Often my patients are really caught off guard when they are hit with a bad Summer cold. Of course they know that during the winter months their immune system must be healthy to fight through the worst of the cold and flu season but many are caught off guard when there is a bad Summer cold season like there has been in the first half of Summer 2017!
In Traditional Chinese Medicine (TCM) the treatment of Summer colds has been documented in detail for thousands of years. Primarily summer colds are stomach/ gastrointestinal bugs or head colds that are spread through unclean sanitation, not washing hands, spoiled food, or through mosquitoes or other insects. In TCM most of these colds can be classified as have “Dampness”. Dampness is characterized by fatigue, head fog, heavy sensation in the head, runny nose, watery stools, frequent or inability to urinate, bloating, upset stomach, and nausea. Sound familiar?
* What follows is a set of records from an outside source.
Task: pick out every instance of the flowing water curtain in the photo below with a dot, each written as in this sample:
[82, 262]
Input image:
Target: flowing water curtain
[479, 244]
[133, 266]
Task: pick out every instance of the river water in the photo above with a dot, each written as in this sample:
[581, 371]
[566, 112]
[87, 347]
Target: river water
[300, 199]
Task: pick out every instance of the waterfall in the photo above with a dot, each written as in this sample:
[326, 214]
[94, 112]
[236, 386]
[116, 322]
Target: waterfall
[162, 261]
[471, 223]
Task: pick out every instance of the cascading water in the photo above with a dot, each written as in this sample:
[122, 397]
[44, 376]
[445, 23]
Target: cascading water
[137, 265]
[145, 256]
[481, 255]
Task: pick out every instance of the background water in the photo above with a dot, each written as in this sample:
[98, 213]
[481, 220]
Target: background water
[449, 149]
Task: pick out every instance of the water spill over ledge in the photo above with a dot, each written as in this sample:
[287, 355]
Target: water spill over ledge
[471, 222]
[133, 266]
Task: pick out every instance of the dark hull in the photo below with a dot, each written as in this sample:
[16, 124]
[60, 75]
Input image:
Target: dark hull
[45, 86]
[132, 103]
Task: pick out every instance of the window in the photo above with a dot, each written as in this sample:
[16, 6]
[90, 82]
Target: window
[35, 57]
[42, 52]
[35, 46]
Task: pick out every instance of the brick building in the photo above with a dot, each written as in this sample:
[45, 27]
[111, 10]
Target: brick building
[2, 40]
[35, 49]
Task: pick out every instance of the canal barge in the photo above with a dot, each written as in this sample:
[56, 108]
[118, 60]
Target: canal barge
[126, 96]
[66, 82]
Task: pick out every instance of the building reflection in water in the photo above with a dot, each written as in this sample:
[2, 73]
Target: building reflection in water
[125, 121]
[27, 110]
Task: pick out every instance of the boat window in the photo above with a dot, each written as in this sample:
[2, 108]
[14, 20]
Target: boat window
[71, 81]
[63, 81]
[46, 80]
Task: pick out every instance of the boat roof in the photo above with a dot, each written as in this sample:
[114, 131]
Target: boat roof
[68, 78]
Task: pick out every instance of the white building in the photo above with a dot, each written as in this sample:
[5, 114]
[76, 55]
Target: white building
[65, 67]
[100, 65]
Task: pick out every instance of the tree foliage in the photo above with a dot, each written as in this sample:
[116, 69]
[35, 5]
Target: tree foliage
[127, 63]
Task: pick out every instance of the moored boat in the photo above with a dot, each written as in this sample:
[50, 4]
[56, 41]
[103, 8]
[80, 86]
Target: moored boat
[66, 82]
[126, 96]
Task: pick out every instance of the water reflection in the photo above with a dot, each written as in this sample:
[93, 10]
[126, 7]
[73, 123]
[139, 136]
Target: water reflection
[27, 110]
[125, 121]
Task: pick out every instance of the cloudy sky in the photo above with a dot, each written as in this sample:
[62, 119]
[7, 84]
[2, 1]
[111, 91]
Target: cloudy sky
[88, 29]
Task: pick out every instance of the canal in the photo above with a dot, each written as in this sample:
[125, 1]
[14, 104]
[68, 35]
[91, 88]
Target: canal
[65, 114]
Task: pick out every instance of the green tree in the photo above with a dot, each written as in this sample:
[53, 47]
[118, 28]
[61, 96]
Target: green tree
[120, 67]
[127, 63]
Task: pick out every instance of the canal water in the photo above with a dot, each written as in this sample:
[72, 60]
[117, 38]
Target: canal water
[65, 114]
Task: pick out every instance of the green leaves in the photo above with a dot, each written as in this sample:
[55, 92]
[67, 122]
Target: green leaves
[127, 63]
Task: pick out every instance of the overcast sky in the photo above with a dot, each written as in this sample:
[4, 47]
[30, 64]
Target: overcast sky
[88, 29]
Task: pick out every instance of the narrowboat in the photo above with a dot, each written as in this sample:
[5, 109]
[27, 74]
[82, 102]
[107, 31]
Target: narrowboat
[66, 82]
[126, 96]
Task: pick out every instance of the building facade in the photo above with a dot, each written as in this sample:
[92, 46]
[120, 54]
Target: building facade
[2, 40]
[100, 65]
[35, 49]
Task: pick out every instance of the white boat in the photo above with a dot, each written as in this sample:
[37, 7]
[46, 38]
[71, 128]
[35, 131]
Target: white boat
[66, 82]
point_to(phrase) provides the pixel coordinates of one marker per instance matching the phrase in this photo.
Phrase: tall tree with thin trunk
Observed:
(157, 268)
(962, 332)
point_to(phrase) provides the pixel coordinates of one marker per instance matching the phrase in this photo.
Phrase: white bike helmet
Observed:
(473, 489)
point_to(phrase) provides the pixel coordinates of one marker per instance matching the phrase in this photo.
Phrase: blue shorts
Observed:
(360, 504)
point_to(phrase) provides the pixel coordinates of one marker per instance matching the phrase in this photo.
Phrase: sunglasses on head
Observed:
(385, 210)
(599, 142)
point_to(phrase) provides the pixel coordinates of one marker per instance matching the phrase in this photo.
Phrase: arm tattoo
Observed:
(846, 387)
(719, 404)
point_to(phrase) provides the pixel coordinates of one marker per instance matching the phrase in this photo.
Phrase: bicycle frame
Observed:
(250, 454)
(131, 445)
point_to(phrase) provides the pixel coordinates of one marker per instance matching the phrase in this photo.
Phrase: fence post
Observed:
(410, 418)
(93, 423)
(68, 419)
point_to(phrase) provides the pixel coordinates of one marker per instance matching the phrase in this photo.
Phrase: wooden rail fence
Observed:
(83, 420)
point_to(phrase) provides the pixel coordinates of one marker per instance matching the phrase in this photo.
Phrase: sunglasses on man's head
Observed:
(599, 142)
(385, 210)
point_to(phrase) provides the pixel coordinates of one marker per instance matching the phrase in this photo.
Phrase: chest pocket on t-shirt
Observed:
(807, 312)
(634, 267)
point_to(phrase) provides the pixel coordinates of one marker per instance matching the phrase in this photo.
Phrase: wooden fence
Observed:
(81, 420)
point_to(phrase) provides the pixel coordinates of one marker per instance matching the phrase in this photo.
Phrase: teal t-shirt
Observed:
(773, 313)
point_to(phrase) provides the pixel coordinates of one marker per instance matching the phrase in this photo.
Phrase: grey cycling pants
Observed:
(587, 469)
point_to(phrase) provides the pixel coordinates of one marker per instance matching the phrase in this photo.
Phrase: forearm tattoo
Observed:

In TCM there are ways you can prevent a Summer cold and strengthen your immune system:
Stay away from air conditioning & cold foods such as ice cream. Shocking? The extreme cold can send your system into shock that allows for a cold to take hold. Think about how unnatural exposing your body to extreme cold is during the hottest time of the year. Until 50 years ago our body would have never experienced such fluctuations in temperature.
Break a sweat! Sweat actually regulates the body fluids in the body to keep us cool. In Asia they often consume very spicy soups during the hottest time of the year to break a sweat, which then cools the body and regulates the body fluids. If you cannot stop sweating this is also a big problem and trying to further induce sweating will make your condition worse.
Drink lots of fluids and herbal teas which help keep maintain a healthy body fluids. Watermelon, watermelon peel tea, and lotus leaf tea are all great options to regulate body fluids in the heat of Summer.
Of course acupuncture and herbal medicine work great to prevent and/or to treat the dreaded Summer cold.